Une demi-heure avant l'ouverture, le contrat futur sur le S&P 500 se replie de 42,75 points à 1214,50 points, tandis que le Nasdaq 100 Future lâche44,25 points à 1 735,25 points.
Lehman Brothers a en effet demandé cette nuit à être placé sous le ' chapitre 11 ' de la loi américaine des faillites, les prétendants à son rachat, le britannique Barclays et d'autre part Bank of América, ayant jeté l'éponge. Le gouvernement américain a par ailleurs refusé d'engager des fonds publics pour sauver l'établissement bancaire...
Bank of América a dans la foulée annoncé le rachat de Merril Lynch pour 50 milliards de dollars.
De plus, l'assureur américain AIG aurait sollicité un crédit relais de 40 milliards de dollars auprès de la Reserve Federale américaine, alors qu'il est susceptible d'être dégradé par les agences de notations.

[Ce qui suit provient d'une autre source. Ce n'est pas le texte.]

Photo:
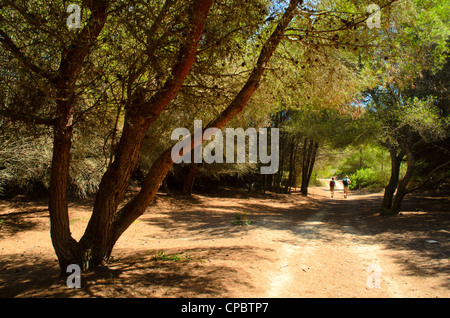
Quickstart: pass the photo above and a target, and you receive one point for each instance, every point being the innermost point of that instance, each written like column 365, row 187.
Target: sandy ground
column 295, row 247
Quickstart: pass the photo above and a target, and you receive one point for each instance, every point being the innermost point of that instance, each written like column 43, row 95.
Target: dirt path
column 296, row 246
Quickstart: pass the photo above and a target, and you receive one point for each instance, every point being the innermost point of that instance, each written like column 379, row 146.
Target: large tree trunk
column 402, row 186
column 65, row 246
column 95, row 245
column 106, row 225
column 188, row 184
column 137, row 206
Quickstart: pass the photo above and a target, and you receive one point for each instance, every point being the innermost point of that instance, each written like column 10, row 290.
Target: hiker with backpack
column 346, row 182
column 332, row 184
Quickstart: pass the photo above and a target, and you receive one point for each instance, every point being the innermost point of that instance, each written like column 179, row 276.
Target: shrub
column 367, row 178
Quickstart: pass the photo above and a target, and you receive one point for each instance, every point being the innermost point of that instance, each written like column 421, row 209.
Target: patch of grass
column 241, row 219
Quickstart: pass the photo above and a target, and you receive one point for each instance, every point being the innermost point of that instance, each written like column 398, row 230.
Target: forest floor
column 295, row 246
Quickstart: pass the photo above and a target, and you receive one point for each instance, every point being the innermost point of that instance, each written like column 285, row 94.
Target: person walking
column 346, row 182
column 332, row 185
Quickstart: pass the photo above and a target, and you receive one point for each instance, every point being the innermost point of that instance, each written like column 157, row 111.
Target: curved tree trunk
column 389, row 190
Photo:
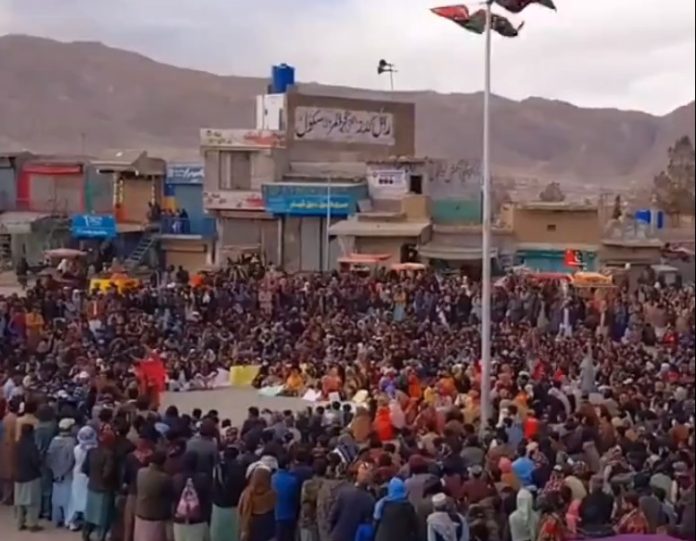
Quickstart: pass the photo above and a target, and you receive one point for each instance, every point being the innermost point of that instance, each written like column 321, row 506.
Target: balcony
column 204, row 228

Ces dernières menacent de dégrader le géant mondial de l'assurance dès ce lundi, ce qui mettrait en péril son activité, selon le New York Times, qui ajoute qu'AIG ne survivrait pas plus de 48 à 72 heures à ce type de décision.

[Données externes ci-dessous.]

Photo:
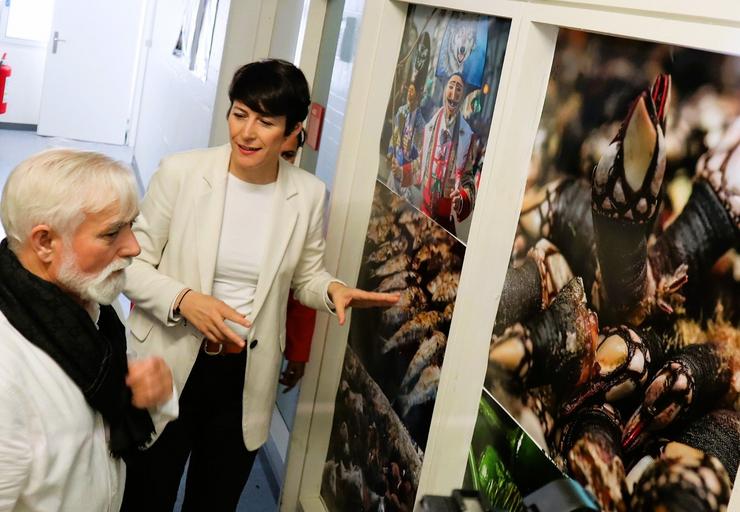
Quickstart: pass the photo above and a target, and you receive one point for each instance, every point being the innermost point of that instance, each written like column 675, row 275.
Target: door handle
column 55, row 40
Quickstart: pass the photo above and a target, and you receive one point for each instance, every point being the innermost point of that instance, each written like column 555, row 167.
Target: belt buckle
column 206, row 342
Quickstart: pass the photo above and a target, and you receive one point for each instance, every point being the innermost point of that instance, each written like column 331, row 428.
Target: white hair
column 58, row 187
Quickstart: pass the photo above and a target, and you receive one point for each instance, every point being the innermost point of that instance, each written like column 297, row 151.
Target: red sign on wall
column 315, row 122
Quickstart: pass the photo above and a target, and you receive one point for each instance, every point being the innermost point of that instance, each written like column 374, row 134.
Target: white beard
column 102, row 288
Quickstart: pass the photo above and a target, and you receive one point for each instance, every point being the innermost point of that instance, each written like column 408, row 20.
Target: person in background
column 225, row 233
column 72, row 407
column 300, row 320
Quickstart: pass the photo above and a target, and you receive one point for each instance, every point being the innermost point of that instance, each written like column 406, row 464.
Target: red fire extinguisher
column 4, row 73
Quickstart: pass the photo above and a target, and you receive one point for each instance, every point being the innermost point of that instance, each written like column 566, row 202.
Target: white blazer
column 178, row 229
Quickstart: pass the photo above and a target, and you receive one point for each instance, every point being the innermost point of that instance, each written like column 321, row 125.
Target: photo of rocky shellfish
column 616, row 343
column 394, row 359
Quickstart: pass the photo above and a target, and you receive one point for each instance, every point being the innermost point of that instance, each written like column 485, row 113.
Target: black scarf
column 94, row 358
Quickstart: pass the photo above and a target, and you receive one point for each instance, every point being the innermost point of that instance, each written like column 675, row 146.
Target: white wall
column 23, row 88
column 286, row 30
column 179, row 111
column 176, row 106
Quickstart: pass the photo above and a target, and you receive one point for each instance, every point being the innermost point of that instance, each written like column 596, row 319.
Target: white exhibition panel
column 516, row 117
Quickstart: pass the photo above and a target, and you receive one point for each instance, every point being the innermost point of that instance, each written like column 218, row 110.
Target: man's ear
column 295, row 130
column 44, row 242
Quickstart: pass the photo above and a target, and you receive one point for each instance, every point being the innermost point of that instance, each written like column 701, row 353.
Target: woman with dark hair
column 225, row 233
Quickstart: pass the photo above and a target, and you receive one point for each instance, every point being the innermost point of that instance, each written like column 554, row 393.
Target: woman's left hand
column 345, row 297
column 292, row 374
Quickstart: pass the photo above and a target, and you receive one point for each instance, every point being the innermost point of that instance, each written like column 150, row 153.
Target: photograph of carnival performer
column 445, row 174
column 403, row 149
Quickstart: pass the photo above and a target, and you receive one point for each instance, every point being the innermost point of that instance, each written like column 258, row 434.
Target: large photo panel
column 616, row 342
column 393, row 362
column 439, row 111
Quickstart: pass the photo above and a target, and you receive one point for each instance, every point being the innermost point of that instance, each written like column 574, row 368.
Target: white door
column 90, row 68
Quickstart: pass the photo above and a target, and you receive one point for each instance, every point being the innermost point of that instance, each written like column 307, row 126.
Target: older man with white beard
column 72, row 407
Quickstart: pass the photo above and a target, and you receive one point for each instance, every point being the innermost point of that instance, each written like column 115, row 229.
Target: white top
column 53, row 448
column 244, row 235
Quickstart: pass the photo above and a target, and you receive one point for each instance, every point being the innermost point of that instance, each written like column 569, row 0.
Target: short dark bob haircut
column 272, row 87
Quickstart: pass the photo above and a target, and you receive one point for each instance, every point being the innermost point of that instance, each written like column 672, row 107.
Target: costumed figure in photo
column 403, row 148
column 73, row 407
column 445, row 172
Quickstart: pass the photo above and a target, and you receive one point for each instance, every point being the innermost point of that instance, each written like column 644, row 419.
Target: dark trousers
column 209, row 430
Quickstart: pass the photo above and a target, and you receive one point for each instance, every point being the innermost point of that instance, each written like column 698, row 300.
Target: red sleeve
column 300, row 321
column 466, row 207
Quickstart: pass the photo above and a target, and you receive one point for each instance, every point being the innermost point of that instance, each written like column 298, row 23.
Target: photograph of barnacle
column 372, row 463
column 616, row 342
column 394, row 355
column 440, row 109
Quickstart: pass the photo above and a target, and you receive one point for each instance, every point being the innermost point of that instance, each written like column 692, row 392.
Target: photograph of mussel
column 392, row 366
column 511, row 472
column 616, row 343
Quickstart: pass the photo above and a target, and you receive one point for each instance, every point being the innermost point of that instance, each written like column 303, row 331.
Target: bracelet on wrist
column 177, row 307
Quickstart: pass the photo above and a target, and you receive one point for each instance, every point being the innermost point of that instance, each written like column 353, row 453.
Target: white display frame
column 713, row 25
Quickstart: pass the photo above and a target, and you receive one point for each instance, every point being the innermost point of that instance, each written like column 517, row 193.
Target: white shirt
column 53, row 446
column 53, row 449
column 244, row 235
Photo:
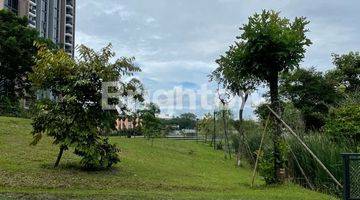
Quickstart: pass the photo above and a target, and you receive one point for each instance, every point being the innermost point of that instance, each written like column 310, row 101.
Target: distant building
column 54, row 19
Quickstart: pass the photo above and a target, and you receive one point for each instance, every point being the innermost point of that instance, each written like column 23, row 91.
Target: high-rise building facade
column 54, row 19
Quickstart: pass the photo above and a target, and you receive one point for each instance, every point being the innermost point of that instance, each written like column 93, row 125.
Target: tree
column 150, row 124
column 17, row 54
column 311, row 93
column 342, row 124
column 347, row 71
column 240, row 83
column 75, row 119
column 271, row 45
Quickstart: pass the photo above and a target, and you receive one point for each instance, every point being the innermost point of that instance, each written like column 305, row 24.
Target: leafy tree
column 343, row 122
column 17, row 54
column 311, row 93
column 271, row 45
column 347, row 71
column 150, row 124
column 240, row 83
column 76, row 118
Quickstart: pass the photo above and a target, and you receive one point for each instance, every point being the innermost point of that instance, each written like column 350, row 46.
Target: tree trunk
column 276, row 129
column 61, row 151
column 214, row 133
column 241, row 130
column 226, row 133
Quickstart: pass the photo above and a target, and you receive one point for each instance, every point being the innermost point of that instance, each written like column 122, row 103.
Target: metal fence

Pour Alan Greenspan, l'ex tout puissant patron de la Fed, il s'agit tout simplement d'un ' choc structurel sans précédent depuis 1929'.
Pour faire face à ce séisme, la Reserve Federale a tenté d'allumer des contre-feux, avec la prise en pension des actifs à la solidité très incertaine en l'échange de liquidités destinées à colmater les brèches dans l'urgence.

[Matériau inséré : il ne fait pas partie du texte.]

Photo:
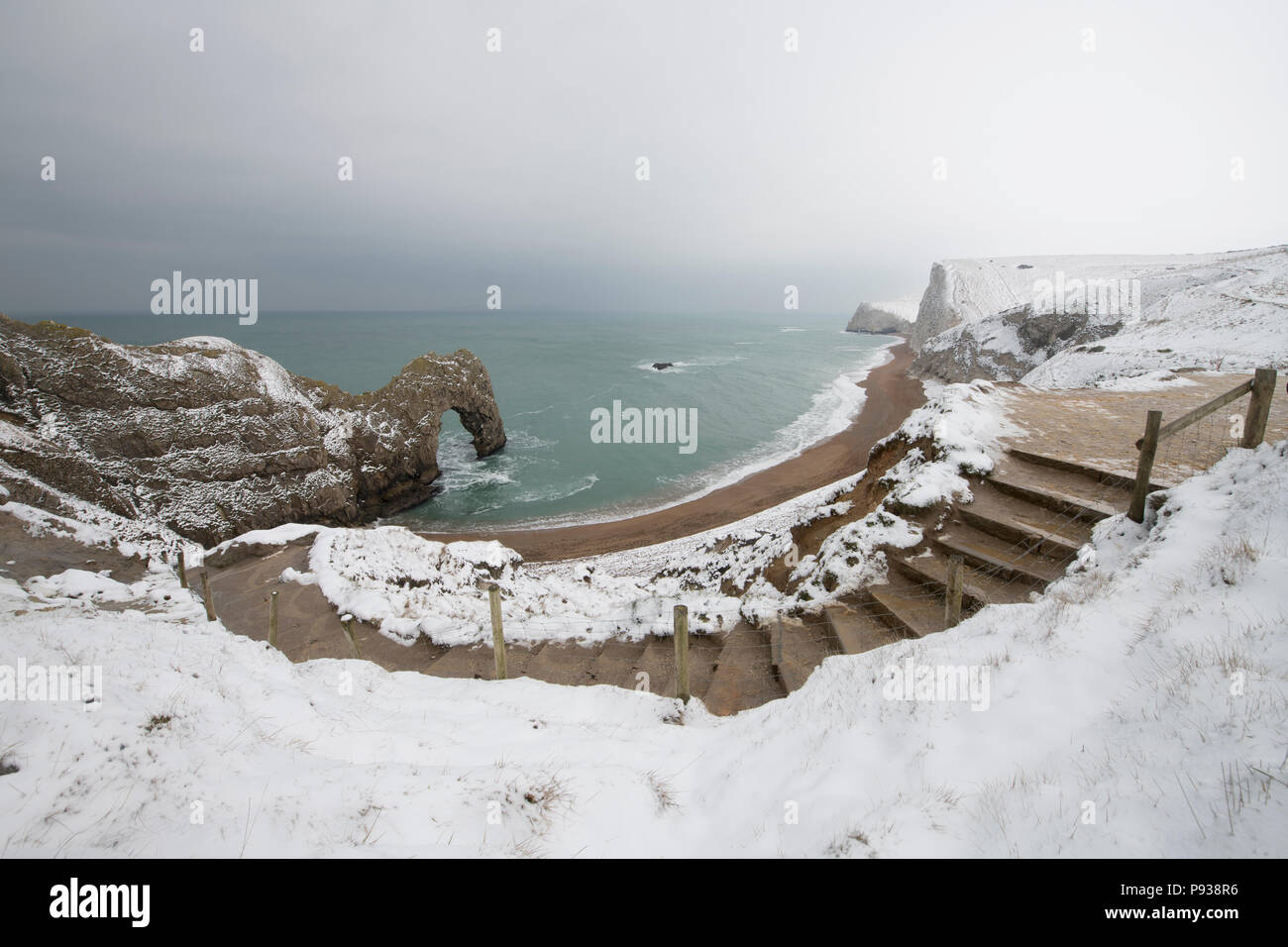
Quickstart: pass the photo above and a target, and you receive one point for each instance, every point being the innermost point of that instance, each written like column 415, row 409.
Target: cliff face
column 214, row 440
column 879, row 318
column 1077, row 320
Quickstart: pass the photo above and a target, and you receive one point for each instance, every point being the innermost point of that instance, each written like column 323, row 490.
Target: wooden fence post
column 1258, row 407
column 205, row 595
column 953, row 591
column 271, row 620
column 347, row 624
column 681, row 616
column 1145, row 466
column 493, row 595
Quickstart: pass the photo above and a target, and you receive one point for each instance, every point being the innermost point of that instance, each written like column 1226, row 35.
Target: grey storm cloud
column 518, row 167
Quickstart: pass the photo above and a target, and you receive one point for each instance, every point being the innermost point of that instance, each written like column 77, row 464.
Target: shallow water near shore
column 764, row 386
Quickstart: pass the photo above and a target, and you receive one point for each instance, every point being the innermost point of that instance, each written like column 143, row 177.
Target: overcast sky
column 519, row 167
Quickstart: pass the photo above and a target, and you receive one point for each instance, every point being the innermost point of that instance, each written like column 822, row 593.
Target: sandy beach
column 892, row 394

L'objectif est d'octroyer des liquidités aux établissements financiers qui ont conclu des opérations sur les dérivés ou prêté de l'argent sous une forme ou une autre à Lehman et qui ne peuvent plus espérer être réglés avant que la protection du 'chapitre 11' (Loi américaine sur les faillites) soit levée.
Seul point positif, le débouclement des positions spéculatives sur les dérivés pétroliers provoque l'effondrement de -5% du prix du baril à 95,99 dollars, malgré les dégâts causés par l'ouragan Ike.
Sur le terrain macroéconomique, il faudra tout de même surveiller à 15h 15 la publication de la production industrielle aux Etats, après l'annonce d'un repli de l'indice Empire State de la Fed de New York qui est descendu à - 7,4 en septembre contre + 2,8 en août.